Our Take: 5 Stars
History is often grossly oversimplified. It is convenient to teach the Civil Rights movement as one singular movement, and to ignore the numerous players and the web of parties involved. It is easy to reduce the hundreds and thousands of voices down to one singular voice, often that of Martin Luther King Jr. But history is not that easy. Regina King’s (“Watchmen”) new film, “One Night in Miami” embodies the many voices that came together to shape the Civil Rights movement.
Taking place almost entirely in one room, the film depicts the events following Cassius Clay’s (Eli Goree, “Race”), more well known as his later moniker Muhammad Ali, defeat of Sonny Liston to capture the World Heavyweight Title on Feb. 25, 1964. Following Clay’s upset, four great icons — Clay, Jim Brown (Kingsley Ben-Adir, “High Fidelity”), Sam Cooke (Aldis Hodge, “Hidden Figures”), and Malcolm X (Leslie Odom Jr, “Hamilton”) — all met privately in Malcolm’s hotel room. “One Night In Miami” speculates on what happened that night.
Playwright Kemp Powers adapted his original work, a play by the same name, into a compelling and lasting screenplay depicting the Civil Rights Movement.
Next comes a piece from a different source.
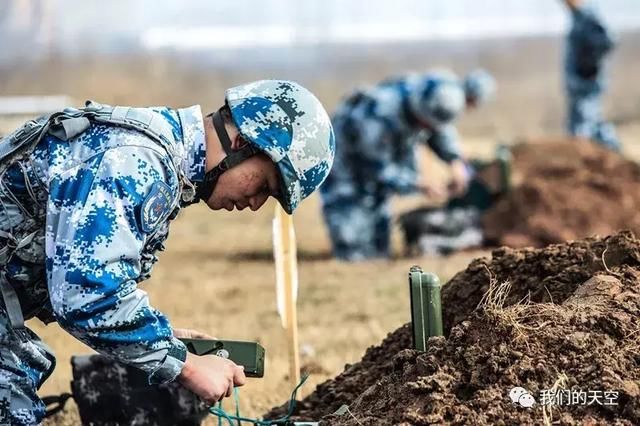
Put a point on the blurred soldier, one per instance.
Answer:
(588, 45)
(86, 197)
(376, 133)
In turn, King breathes life into an already beautiful story. Although King has prior television directing experience, this is her feature film directorial debut.
It is difficult to create a film like “One Night in Miami” that is anchored in conversation instead of action. In similarly structured films, the audience can get bored as the film seems to drag. It takes superbly written dialogue, strong direction and a stellar cast, all combining like a well-oiled machine to create the truly riveting experience that makes a film like this work. And boy does King make it work.
Although simplistic at times, the direction fits extremely well with the conversational flow of the film; the writing and acting are allowed to shine. Odom Jr., Ben-Adir, Goree and Hodge create something truly special on the screen. The chemistry between the four main actors is palpable and brings the exquisite screenplay to life.
Kemp’s writing is truly what sets this film apart. Dialogues trivial and titanic weave a story that is both larger than life and incredibly human. These four men are legends, and leaders in their respective fields. Still, King and Kemp expertly highlight their humanity.
Despite the lead actors’ excellence, many of the supporting characters are flat, awkward and un-fleshed out. Luckily, their screen time is minimal, and the occasional flat delivery does not dampen the profound and moving experience of the movie.
“One Night in Miami” is speculative history, yet there is a reality to the dialogue and the characters that is incredibly tangible. A great deal of research and effort went into the realism of the story and it shows. From the first few scenes that introduce the four primary characters, to the very last moment, the film is an incredibly moving experience that switches effortlessly between humor and meaning with ease.
For anyone who is interested in the powerful true stories of these leaders, check out the book “Blood Brothers: The Fatal Friendship between Muhammad Ali and Malcolm X,” written by Randy Roberts and Tech professor Johnny Smith. The book offers a deeper look into the two men and their decades long relationship. A truly inspiring and moving read.
“One Night in Miami” captures viewers and transports them to a time and place that feels simultaneously near and far. The ideas and themes of the film are as relevant now as ever, and will leave audiences profoundly affected and deep in thought well after the credits roll.
“One Night in Miami” is one of the best films of the year! Watch it now on Amazon Prime Video.